Intubation is a common and generally safe procedure that can help save a person’s life. Most people recover from it in a few hours or days, but some rare complications can occur:
- Aspiration: When a person is intubated, they may inhale vomit, blood or other fluids.
- Endobronchial intubation: The tracheal tube may go down one of two bronchi, a pair of tubes that connect your trachea to your lung. This is also called mainstem intubation.
- Esophageal intubation: If the tube enters your esophagus (food tube) instead of your trachea, it can result in brain damage or even death if not recognized soon enough.
- Failure to secure the airway: When intubation doesn’t work, healthcare providers may not be able to treat the person.
- Infections: People who’ve been intubated may develop infections, such as sinus infections.
- Injury: The procedure can potentially injure your mouth, teeth, tongue, vocal cords or airway. The injury may lead to bleeding or swelling.

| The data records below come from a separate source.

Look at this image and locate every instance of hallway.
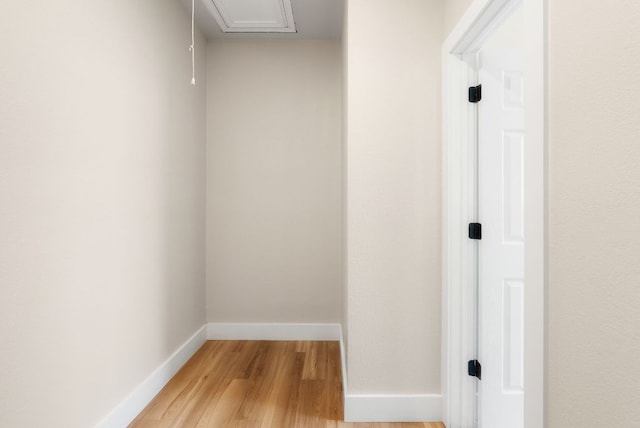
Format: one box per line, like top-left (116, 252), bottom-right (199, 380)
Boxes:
top-left (130, 341), bottom-right (444, 428)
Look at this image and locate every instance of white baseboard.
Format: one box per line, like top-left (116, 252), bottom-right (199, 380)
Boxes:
top-left (344, 393), bottom-right (442, 422)
top-left (207, 323), bottom-right (341, 340)
top-left (97, 325), bottom-right (207, 428)
top-left (97, 323), bottom-right (442, 428)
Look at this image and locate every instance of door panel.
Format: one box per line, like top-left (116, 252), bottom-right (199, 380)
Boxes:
top-left (478, 48), bottom-right (526, 428)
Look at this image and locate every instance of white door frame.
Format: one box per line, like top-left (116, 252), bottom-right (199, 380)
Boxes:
top-left (442, 0), bottom-right (547, 428)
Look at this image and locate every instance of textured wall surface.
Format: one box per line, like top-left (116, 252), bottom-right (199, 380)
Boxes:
top-left (548, 0), bottom-right (640, 428)
top-left (0, 0), bottom-right (206, 428)
top-left (345, 0), bottom-right (443, 394)
top-left (207, 40), bottom-right (342, 322)
top-left (444, 0), bottom-right (472, 37)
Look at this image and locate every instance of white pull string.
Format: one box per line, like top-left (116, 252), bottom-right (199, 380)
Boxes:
top-left (189, 0), bottom-right (196, 86)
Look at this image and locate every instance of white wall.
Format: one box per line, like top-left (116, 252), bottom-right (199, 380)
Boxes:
top-left (345, 0), bottom-right (444, 394)
top-left (548, 0), bottom-right (640, 428)
top-left (446, 0), bottom-right (640, 428)
top-left (207, 40), bottom-right (342, 322)
top-left (0, 0), bottom-right (205, 428)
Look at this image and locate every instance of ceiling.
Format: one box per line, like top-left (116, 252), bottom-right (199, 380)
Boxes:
top-left (182, 0), bottom-right (344, 40)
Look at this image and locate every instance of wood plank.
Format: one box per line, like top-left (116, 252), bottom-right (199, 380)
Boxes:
top-left (129, 341), bottom-right (444, 428)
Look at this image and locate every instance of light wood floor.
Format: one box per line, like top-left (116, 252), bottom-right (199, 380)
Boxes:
top-left (130, 341), bottom-right (445, 428)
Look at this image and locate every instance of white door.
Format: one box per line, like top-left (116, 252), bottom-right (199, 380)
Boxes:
top-left (478, 42), bottom-right (526, 428)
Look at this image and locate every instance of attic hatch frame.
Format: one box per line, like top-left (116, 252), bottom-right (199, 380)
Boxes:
top-left (442, 0), bottom-right (547, 428)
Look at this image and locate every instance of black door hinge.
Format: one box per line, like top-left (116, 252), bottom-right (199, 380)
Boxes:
top-left (469, 85), bottom-right (482, 103)
top-left (468, 360), bottom-right (482, 379)
top-left (469, 223), bottom-right (482, 239)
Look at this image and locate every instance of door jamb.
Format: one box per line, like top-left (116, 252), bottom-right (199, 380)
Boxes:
top-left (442, 0), bottom-right (547, 428)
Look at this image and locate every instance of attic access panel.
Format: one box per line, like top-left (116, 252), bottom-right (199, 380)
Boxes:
top-left (211, 0), bottom-right (296, 33)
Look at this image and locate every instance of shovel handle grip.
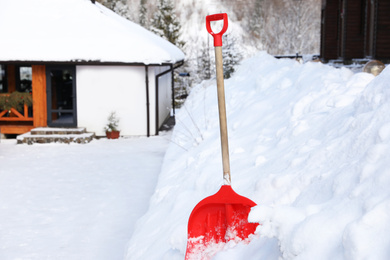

- Problems coming out of anesthesia: Most people recover from anesthesia well, but some have trouble waking or have medical emergencies.
- Tension pneumothorax: When air gets trapped in your chest cavity, this can cause your lungs to collapse.
A note from Cleveland Clinic
Endotracheal intubation is a medical procedure that can help save a life when someone can’t breathe. The tube keeps the trachea open so air can get to the lungs. Intubation is usually performed in a hospital during an emergency or before surgery.